So – writes Cazzaniga – the whole of Japan sees the scene of storm, of the gagliardo wind that causes the sleet to grind, of the Pope who every now and then he blows on his fingers to warm them up. but also sees those tens of thousands of people, trembling and eye-to-eye closed, clutching each other to seek warmth and support. No one moves until the end of the ceremony. It is a moving resistance, makes it clear that underneath there is much more than a simple rush for a “Wojtyla Show”. So that villain time, which seemed like a joke of the goddess Amaterasu, turns out instead a providential intervention that highlights in the eyes of all what matters to the Christian faith in life”.

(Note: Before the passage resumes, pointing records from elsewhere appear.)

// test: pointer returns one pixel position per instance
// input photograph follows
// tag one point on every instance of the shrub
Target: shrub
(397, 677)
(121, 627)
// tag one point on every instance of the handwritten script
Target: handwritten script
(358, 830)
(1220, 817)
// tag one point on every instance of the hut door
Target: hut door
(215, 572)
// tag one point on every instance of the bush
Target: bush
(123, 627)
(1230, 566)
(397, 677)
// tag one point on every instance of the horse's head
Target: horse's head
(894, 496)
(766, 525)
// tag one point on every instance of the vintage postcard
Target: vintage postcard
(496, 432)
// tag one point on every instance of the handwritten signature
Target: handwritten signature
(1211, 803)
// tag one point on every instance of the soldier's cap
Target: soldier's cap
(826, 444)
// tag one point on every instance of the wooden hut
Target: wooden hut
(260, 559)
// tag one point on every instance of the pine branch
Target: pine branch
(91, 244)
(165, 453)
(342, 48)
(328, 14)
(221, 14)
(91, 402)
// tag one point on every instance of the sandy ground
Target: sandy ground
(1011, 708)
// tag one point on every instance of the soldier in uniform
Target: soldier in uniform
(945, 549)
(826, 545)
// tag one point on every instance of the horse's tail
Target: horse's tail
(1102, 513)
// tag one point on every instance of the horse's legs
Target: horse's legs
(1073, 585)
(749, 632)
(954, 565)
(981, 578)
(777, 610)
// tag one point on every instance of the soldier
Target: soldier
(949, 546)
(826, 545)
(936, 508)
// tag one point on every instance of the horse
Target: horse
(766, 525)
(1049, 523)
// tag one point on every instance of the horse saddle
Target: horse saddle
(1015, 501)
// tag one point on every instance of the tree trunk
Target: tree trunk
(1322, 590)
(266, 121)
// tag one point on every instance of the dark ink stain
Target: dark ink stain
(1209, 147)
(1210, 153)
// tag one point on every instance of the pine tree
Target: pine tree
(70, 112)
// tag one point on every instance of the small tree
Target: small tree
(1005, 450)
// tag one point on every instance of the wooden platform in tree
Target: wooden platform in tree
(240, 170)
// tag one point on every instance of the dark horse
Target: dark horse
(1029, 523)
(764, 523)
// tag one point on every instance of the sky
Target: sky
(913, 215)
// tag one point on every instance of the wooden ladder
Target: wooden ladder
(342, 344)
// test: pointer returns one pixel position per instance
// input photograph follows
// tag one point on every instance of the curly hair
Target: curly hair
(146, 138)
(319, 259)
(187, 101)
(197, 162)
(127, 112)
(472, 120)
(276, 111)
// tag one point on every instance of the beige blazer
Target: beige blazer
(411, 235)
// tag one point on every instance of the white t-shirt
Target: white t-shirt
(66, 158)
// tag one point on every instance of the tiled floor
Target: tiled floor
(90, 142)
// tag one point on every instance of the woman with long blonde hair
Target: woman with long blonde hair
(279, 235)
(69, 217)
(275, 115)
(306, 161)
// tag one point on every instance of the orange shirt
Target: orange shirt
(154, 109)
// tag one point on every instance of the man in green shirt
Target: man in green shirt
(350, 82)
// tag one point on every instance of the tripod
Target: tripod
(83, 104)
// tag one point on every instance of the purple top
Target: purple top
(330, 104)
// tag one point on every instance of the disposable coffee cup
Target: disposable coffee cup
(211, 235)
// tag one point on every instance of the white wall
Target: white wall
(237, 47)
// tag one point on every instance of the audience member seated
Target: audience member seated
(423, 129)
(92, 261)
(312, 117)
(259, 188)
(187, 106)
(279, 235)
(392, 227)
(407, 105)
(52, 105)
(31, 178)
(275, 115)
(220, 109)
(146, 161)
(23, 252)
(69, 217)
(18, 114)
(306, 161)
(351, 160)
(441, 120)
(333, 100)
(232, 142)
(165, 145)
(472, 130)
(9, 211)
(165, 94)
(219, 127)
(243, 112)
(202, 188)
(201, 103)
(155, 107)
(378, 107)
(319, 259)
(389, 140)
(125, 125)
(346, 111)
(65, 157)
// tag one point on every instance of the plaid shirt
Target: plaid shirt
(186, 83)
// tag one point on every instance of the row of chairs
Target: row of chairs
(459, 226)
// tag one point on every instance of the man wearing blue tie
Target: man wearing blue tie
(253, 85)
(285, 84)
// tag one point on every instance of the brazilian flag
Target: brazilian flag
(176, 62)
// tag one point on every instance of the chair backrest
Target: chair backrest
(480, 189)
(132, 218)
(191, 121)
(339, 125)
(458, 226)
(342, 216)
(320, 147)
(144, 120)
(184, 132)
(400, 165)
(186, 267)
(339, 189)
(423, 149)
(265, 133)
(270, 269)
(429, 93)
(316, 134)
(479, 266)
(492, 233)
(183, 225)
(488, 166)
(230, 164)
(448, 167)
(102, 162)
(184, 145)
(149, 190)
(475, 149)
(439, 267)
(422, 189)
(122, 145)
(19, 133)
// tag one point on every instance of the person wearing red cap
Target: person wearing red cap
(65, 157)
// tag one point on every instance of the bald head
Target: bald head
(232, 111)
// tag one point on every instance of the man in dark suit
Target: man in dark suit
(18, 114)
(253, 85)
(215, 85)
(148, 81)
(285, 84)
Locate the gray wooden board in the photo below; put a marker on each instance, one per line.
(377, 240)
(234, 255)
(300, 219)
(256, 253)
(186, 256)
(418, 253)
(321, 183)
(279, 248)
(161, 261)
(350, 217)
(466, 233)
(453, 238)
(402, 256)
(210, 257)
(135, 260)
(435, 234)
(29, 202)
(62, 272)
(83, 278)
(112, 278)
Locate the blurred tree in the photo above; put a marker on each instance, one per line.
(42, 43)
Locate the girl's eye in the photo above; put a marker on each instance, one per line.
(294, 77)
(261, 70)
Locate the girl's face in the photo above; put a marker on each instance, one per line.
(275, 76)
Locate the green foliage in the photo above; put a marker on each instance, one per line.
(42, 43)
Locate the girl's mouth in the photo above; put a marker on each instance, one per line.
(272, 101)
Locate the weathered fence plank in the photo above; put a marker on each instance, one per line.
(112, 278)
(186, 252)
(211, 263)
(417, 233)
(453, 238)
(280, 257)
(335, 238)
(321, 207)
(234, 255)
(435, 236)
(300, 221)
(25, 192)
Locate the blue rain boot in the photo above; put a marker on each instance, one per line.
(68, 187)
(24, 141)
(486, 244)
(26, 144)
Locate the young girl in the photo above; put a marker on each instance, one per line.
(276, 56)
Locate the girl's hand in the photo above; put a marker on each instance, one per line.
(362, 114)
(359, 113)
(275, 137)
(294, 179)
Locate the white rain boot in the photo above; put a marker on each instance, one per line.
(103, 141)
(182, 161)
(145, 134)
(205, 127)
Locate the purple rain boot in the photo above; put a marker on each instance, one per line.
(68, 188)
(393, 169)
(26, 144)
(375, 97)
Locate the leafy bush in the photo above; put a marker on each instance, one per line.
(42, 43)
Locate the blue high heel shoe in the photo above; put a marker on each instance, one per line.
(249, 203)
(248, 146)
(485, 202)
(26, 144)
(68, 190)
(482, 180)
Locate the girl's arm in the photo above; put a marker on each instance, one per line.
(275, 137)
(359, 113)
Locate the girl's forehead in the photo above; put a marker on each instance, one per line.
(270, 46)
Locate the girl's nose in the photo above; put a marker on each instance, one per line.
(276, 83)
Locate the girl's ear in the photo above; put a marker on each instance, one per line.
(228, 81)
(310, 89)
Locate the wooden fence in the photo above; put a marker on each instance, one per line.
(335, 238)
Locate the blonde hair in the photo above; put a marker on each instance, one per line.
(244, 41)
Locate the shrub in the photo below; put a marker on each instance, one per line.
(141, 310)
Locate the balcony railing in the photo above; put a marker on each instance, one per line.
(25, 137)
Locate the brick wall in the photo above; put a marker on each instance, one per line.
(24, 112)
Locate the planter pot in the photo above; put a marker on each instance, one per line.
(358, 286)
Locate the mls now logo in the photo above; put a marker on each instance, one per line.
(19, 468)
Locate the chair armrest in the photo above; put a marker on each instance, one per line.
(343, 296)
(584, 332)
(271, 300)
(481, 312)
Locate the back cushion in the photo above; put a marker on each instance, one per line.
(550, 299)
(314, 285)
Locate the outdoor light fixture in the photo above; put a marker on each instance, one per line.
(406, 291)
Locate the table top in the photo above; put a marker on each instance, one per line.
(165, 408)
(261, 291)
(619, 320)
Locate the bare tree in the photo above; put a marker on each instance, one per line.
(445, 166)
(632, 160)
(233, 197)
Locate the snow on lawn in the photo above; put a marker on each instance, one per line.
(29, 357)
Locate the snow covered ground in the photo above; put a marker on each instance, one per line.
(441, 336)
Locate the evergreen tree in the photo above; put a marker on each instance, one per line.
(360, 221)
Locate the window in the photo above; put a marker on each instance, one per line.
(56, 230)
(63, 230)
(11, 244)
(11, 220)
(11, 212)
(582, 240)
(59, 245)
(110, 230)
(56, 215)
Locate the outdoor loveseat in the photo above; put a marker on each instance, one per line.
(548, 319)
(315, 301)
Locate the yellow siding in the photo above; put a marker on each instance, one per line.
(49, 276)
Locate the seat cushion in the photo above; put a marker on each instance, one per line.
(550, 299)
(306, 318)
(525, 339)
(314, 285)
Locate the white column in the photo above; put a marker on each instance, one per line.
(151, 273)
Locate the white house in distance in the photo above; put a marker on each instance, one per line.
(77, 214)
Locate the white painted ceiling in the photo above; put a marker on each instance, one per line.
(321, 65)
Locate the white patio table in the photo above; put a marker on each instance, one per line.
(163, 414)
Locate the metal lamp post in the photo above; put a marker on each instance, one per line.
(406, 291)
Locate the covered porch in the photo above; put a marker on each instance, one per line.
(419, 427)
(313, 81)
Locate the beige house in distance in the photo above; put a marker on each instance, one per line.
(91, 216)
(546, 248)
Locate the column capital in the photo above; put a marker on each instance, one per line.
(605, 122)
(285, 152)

father Cazzaniga wonders “what did the Pope’s visit mean for the non-Christians? Meanwhile, this visit “makes an era” in history japan itself. All the serious newspapers have talked about it in this sense. For the Catholic Church it is a unique fact. in my opinion seeing the reactions of Christians and non-Christians, is the greatest gift that the Lord has done to the Japanese Church, at least in this century.”

and then he literally quotes a passage from the editorial of most Japanese newspaper “Asahi Shimbun” (eight million copies!) entitled “The Pope’s thought and his visit to Japan”, with the subtitle: “Yes the conversion of the heart, the only way to overcome the crisis current level”.” And he says that the Pope comes to Japan to invite us to see in ourselves… From this visit comes in a clear and demanding way a i invite you to reflect on what the true conversion of the heart, will and feeling… The meeting of the intense desire for peace that was born in the heart of the Japanese… with the Pope whose strength lies not in the power of weapons, but in wisdom human conscience and moral conscience, can only bring abundant fruits for world peace”.”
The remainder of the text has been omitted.